Jean-Paul Krassinsky lâche les singes dans Le Crépuscule des idiots, aux éditions Casterman, fable a priori délirante mais rapidement glaçante où l’on assiste à l’irruption de la religion dans un monde peuplé de primates incroyants.

Un objet incandescent traverse le ciel au-dessus des sources chaudes où vit la tribu de macaques menée par l’impitoyable Taro. Il s’agit d’une capsule spatiale dans laquelle est enfermée un congénère venu d’horizons lointains, qui ne tarde pas à comprendre qu’il a atterri dans un monde de singes crédules, fascinés par son arrivée impressionnante et ses manières étranges. Il le leur affirme : il est l’Élu, venu leur porter la parole de « Diou » ! Dans cette société, la religion n’existe pas ; le pouvoir est exercé par la force du grand Taro. La lutte pour la domination des esprits va alors débuter.
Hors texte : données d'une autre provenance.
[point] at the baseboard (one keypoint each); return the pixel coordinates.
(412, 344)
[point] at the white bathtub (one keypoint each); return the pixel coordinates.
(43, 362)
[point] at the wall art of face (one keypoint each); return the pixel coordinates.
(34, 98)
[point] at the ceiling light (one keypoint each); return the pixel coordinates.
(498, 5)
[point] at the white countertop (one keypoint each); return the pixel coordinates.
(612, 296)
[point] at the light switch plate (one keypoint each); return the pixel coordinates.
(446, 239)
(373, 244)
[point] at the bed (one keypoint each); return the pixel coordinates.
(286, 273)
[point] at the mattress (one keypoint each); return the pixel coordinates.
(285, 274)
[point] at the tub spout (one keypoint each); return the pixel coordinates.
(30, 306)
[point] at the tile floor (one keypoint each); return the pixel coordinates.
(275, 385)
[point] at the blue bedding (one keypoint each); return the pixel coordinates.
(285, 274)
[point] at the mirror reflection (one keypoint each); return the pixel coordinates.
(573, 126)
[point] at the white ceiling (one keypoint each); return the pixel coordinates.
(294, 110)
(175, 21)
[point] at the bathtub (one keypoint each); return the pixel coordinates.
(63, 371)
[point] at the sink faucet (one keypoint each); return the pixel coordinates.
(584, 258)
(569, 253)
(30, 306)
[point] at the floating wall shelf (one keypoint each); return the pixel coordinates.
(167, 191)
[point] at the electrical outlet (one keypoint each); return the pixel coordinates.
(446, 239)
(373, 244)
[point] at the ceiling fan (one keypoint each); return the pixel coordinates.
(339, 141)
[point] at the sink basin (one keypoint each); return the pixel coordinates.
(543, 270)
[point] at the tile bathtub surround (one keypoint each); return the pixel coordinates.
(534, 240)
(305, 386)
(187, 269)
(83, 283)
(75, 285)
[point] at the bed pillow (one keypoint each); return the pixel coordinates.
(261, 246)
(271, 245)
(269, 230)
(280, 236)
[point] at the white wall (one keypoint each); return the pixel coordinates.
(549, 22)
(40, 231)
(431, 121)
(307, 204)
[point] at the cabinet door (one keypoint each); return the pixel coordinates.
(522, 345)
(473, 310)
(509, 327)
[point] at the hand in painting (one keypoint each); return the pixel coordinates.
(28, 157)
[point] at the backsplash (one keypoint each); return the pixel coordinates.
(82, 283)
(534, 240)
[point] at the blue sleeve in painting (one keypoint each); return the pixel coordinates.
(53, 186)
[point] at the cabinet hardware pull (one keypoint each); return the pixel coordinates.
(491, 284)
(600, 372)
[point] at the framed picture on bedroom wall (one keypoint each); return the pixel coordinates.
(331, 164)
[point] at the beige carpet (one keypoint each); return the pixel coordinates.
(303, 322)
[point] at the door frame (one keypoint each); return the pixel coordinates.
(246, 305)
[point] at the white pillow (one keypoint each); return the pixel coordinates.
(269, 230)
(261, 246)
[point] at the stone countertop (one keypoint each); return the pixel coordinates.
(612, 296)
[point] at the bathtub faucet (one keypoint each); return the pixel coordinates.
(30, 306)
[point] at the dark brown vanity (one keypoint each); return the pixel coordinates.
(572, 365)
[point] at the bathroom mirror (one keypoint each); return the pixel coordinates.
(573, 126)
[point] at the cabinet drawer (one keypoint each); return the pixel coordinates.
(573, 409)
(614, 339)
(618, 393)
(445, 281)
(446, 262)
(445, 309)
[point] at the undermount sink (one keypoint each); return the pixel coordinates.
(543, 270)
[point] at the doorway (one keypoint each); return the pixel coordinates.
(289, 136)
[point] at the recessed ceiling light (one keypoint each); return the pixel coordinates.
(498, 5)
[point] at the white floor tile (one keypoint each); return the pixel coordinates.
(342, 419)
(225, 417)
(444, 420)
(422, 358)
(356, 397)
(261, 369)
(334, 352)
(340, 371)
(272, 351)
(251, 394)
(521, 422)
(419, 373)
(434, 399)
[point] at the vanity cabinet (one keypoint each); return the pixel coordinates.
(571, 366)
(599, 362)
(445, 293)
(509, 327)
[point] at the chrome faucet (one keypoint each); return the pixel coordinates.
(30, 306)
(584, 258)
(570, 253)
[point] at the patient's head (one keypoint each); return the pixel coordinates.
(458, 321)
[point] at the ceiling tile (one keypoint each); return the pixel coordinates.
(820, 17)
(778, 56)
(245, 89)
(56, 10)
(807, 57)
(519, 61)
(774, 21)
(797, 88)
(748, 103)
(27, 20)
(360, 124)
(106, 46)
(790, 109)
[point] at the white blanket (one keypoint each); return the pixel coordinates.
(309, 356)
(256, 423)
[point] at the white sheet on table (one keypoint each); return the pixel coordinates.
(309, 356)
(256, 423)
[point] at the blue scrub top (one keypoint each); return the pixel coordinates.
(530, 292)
Dans cette fresque simiesque dont le titre est inspiré du Crépuscule des idoles, où Friedrich Nietzsche affirmait « Dieu est mort », c’est avant tout le dogmatisme qui est objet de critique. À travers cet album qui puise ses références dans les récits des religions monothéistes, on retrouve un prophète manipulateur, des adeptes zélés, un Ponce Pilate poilu, un apôtre illuminé, des sceptiques cherchant à tirer plus ou moins profit de la situation… si le scénario est prévisible, c’est parce que nous connaissons tous l’histoire qui se déroule sur cette planète des singes décidément bien proche de la nôtre. Si son propos est parfois un brin convenu, Krassinsky déroule avec succès un récit suscitant souvent le rire et la réflexion. Au niveau graphique, l’auteur dépeint dans de jolies aquarelles des paysages inspirés du parc naturel de Jigokudani au Japon, célèbre pour ses sources d’eau chaude appréciées par les macaques, ici enjeu de pouvoir et symbole de domination. Ce Crépuscule des idiots nous amène à faire le point, et il pourrait être très judicieux de le mettre entre les mains des plus jeunes.